SQ772 From Singapore, joined Nov 2001, 1810 posts, RR: 5
Reply 11, posted (13 years 5 months 1 week 2 days 18 hours ago) and read 6730 times:
People who fly F and J class usually have their air ticket paid for by their company. For the author's case, he believes in treating himself to J class once in a while...afterall, MH tickets aren't exactly very expensive.
Bhtchuo From Malaysia, joined Nov 2001, 163 posts, RR: 0
Reply 13, posted (13 years 5 months 1 week 2 days 11 hours ago) and read 6720 times:
I wonder when do you fly on MH? my friend also on the flight MH 135 last 20 feb. i'm Just wondering. another point bout Mh was the cabin crew was not consistant and wishing the pax ENJOY YOUR MEAL. During my last flight on MH, the crew wishes the pax infront my seat enjoy your meal sir... but not my row... pity me huh!!
SQ772 From Singapore, joined Nov 2001, 1810 posts, RR: 5
Reply 14, posted (13 years 5 months 1 week 1 day 15 hours ago) and read 6704 times:
The author of the report (not me, I am just posting the report on his behalf) traveled to BNE and back late last year. So I guess he probably wasn't on the same flight as your friend.
As for consistency in service, I think what makes MH crew different from SQ crew is that they are more spontaneous in their response to passengers. If you were to fly SQ, chances are the crew will be saying and wishing passengers the very same things...just like at Macdonalds...That's consistency, but it does not give passengers a sense of warmth and sincerity.
To be fair, not all SQ crew recite their greetings like the Macdonald's staff. I have come across many who were professional and provided excellent service. However, IMHO, i do find that many of the junior crew in Y class tend to be very stiff and unnatural....
Mas777 From United Kingdom, joined Jul 1999, 2938 posts, RR: 6
Reply 16, posted (13 years 5 months 1 week 19 hours ago) and read 6695 times:
MAS does indeed have excellent cabin service EVEN in Economy - my last two trips proved this point to me (an ex-BA Executive Club, ex-SQ Krisflyer and ex-Virgin Flying Club member). See my trip reports earlier this year LHR-KUL return and KUL-BKI return.
An interesting thing I found on MAS' economy seats was also the lumbar support system on its 747 and 777 flights which helps a little to make the journey more comfortable.

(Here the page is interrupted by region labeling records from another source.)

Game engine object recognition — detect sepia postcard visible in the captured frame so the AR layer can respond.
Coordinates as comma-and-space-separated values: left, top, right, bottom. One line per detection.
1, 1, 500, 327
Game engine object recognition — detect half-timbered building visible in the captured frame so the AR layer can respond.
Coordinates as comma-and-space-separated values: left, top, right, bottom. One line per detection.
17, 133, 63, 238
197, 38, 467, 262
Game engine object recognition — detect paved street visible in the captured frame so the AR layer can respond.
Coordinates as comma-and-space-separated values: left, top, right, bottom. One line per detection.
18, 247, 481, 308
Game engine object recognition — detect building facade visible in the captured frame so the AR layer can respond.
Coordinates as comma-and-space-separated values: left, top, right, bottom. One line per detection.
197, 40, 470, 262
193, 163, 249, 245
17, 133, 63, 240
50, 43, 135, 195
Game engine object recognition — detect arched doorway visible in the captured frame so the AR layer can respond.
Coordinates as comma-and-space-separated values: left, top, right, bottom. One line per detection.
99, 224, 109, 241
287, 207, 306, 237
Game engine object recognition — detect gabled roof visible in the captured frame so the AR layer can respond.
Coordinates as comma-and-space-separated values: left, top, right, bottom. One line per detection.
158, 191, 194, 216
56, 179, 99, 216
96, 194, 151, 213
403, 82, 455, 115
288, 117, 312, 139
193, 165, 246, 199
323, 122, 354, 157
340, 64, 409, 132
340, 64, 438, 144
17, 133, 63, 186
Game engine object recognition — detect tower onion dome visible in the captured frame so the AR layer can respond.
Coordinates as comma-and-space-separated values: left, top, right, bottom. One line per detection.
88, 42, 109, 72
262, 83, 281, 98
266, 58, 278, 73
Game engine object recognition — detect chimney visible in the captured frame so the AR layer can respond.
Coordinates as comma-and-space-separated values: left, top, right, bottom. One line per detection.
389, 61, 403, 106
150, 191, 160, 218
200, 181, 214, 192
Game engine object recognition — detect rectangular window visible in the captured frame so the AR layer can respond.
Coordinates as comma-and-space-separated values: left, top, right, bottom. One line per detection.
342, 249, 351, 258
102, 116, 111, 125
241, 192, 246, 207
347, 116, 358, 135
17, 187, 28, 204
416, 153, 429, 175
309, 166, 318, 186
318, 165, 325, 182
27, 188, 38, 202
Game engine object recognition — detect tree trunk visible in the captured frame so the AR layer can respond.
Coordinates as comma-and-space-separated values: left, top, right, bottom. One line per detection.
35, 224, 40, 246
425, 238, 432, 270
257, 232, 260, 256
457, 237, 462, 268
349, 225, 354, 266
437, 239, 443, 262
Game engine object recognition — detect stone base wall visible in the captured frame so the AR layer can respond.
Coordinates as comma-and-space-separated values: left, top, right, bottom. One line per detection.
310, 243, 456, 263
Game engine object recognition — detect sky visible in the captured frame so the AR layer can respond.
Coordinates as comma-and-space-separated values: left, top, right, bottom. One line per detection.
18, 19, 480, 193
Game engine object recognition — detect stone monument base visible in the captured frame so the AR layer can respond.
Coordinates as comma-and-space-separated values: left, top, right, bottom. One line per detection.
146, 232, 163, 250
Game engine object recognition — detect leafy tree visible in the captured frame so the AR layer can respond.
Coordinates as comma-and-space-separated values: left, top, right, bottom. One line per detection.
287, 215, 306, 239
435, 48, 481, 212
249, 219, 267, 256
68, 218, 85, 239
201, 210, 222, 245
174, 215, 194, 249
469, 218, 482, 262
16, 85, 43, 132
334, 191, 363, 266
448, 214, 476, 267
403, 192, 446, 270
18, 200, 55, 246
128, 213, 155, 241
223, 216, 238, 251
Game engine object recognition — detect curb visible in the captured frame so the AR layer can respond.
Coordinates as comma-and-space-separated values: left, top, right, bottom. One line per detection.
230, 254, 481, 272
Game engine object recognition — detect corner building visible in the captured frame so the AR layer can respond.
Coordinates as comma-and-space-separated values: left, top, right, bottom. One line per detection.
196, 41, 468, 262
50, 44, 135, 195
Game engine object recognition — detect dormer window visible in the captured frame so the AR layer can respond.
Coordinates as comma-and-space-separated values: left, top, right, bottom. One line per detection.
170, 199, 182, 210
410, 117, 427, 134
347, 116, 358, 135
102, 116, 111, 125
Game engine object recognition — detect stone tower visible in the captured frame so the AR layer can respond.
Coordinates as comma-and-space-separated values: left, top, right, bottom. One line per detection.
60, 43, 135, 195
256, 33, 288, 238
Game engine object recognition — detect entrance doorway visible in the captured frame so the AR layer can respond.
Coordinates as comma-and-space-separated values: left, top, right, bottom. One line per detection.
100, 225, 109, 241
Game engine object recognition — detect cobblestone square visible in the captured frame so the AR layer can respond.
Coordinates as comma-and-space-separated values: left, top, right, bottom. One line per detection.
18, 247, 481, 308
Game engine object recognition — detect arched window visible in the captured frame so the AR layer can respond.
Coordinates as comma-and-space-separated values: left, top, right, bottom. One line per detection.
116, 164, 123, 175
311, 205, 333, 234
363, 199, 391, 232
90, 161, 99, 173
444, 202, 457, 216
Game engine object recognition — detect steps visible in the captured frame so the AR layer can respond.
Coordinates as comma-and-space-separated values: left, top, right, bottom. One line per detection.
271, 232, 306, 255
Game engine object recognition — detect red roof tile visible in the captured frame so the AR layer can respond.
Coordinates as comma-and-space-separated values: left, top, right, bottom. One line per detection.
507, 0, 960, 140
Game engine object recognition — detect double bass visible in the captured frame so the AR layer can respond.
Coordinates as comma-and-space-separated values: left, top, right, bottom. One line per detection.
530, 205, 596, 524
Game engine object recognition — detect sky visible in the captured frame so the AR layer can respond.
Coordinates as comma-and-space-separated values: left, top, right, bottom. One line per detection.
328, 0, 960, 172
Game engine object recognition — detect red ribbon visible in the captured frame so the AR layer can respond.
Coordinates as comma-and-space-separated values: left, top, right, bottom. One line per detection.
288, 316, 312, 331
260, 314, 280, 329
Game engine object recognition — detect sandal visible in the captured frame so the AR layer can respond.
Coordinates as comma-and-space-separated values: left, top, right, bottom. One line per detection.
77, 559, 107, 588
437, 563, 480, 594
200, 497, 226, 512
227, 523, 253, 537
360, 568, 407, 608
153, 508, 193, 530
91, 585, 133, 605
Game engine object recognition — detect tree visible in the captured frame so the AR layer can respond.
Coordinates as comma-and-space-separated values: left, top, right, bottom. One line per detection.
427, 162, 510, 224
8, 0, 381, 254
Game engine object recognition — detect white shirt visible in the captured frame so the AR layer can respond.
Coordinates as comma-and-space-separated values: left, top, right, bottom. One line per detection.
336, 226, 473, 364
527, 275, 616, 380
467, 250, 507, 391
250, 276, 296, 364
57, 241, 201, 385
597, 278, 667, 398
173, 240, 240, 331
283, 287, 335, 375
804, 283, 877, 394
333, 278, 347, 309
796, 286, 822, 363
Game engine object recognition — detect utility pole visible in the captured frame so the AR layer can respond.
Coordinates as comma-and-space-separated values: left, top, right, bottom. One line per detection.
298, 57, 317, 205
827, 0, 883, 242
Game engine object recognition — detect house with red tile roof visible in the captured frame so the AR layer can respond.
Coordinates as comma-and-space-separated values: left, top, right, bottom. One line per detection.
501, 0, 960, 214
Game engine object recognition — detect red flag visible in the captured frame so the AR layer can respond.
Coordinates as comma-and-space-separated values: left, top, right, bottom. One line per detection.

777MAS From Malaysia, joined Sep 2003, 197 posts, RR: 0
Reply 17, posted (8 years 11 months 3 weeks 5 days 15 hours ago) and read 6478 times:
Quoting SQ772 (Thread starter): “Just in case it breaks.” She smiled. I was amused by her humorous demeanor as she cheerfully explained it was a post-911 requirement on all flights to have plastic knives.
I was in Y Class on a "domestic leg of an international flight" [i.e. NRT-Kota Kinabalu-KUL] in May this year, and it was a 777 - we had 100% metal cutlery!! Even a "pure domestic" A330 flight that I was on a few days later had metal! I wonder, could it be that, since you're flying to Australia, they DON'T want to let the Aussies see the metal? Could it be that later on, the aussies will simply not allow the same metal cutlery that they had washed, be loaded onto the plane together with the meal carts??